Neste final de semana eu farei a última viagem com meu atual carro. Neste final de semana ele fará a primeira com seu novo proprietário, um amigo próximo que já tem uma história para contar sobre ele: uma viagem de 800 km para buscá-lo.
E esse carro não é só um carro. Ele me ajudou a manter o FlatOut em seu momento mais difícil, assim como o Dodge Dart do Juliano, que também não era só um carro.

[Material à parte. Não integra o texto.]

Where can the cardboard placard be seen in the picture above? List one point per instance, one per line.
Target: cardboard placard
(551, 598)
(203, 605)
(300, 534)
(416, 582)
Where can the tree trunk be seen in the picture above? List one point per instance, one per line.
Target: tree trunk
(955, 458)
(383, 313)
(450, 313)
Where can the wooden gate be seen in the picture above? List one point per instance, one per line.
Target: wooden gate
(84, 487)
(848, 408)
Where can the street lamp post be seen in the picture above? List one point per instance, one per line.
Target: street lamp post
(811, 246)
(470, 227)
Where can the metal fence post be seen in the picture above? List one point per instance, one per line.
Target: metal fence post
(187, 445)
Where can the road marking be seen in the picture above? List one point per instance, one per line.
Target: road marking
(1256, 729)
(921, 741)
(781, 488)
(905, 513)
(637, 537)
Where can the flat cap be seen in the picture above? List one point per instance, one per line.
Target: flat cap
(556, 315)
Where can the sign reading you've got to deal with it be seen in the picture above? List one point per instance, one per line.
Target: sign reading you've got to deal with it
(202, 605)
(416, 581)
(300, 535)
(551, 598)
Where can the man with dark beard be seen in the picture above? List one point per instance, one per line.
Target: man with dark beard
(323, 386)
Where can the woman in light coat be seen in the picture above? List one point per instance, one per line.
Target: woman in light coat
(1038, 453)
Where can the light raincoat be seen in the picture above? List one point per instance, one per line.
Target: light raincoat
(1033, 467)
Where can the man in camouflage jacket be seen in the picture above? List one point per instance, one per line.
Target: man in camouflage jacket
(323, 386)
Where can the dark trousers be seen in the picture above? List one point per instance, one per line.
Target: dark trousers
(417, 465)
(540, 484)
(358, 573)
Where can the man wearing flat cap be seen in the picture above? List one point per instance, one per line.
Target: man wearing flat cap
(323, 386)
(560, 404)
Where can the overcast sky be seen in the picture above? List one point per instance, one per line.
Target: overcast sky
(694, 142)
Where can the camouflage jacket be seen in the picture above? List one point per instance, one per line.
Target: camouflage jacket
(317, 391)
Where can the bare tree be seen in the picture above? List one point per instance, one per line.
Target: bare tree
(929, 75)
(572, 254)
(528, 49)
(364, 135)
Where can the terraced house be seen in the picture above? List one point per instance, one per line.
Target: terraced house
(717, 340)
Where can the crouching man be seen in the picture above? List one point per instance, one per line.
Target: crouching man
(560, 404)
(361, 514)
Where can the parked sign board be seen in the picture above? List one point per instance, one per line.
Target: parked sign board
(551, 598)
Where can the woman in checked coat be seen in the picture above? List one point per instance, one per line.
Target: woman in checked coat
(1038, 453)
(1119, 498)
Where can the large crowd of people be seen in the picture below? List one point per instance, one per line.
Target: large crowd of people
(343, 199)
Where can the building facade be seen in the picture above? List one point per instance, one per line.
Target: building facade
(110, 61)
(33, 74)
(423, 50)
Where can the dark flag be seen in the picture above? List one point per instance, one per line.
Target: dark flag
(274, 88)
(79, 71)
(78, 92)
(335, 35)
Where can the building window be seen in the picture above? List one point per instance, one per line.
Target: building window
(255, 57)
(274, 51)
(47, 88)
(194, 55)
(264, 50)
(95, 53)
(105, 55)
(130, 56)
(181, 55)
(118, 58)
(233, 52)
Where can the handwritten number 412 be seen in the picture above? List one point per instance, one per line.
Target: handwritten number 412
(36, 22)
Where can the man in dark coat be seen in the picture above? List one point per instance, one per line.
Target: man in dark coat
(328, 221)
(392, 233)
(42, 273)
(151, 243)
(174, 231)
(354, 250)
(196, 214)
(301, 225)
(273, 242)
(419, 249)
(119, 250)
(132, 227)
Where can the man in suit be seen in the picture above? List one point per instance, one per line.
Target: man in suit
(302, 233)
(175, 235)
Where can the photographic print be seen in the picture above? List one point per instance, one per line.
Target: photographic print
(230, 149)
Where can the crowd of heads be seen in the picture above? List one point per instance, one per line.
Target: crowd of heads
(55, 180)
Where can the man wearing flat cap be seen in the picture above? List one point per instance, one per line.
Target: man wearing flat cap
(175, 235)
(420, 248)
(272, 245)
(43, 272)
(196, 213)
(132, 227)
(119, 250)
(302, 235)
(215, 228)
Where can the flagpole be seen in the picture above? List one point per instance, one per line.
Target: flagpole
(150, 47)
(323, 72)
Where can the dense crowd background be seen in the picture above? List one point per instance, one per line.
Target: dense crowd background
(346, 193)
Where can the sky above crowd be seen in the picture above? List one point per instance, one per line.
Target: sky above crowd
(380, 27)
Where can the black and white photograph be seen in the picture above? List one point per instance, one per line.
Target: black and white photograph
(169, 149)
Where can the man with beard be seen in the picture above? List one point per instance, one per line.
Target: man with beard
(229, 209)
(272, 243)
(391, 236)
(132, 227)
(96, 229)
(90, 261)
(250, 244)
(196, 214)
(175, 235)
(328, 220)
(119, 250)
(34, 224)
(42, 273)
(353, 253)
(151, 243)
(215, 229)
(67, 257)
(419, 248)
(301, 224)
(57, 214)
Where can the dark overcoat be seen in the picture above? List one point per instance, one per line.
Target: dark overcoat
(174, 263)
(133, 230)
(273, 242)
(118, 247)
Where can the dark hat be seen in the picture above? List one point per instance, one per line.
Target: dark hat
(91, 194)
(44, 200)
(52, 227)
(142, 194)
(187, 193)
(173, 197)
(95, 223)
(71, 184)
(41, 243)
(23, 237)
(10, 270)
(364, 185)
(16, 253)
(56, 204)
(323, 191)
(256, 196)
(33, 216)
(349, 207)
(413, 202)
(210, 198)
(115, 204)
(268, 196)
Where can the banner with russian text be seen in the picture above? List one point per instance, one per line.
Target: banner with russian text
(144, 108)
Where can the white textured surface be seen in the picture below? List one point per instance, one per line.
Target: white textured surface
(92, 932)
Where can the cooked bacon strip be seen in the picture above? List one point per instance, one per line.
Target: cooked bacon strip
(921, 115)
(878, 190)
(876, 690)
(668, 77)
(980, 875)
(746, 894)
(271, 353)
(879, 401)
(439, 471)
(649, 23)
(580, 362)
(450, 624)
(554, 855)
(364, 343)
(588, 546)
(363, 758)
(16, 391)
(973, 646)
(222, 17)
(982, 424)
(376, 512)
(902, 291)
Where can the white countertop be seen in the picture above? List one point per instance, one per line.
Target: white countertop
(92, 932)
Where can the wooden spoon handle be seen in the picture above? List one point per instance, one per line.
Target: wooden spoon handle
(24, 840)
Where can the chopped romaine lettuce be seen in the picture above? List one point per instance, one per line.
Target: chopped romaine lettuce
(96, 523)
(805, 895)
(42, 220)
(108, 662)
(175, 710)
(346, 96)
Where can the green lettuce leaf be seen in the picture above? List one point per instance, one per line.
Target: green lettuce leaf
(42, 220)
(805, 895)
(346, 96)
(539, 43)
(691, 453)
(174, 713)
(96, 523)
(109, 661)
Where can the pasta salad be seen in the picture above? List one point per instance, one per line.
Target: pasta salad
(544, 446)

Ele foi um fiel companheiro por longos anos e dezenas de milhares de quilômetros. Rodou por cinco estados, foi a um monte de cidades e rodou no ponto mais alto onde se pode dirigir no Brasil, a mais de 2.400 metros acima do nível do mar.
Foi o ambiente de bons e maus momentos, um lugar de reflexão por longos quilômetros. Palco de conversas memoráveis, discussões e cantorias. Um pedaço da minha casa, mesmo quando eu mudei de casa. Até vídeo do FlatOut ele protagonizou! — sem contar as vezes em que foi carro-câmera.
Mas chegou a hora dele partir. Sua missão foi cumprida. Uma fase se encerrou e, como o livro do meu pai, ele agora irá para outra garagem, onde fará parte de uma nova história e acabará, cedo ou tarde, se tornando uma lembrança dessa nova história. Porque um carro, afinal, nunca é só um carro.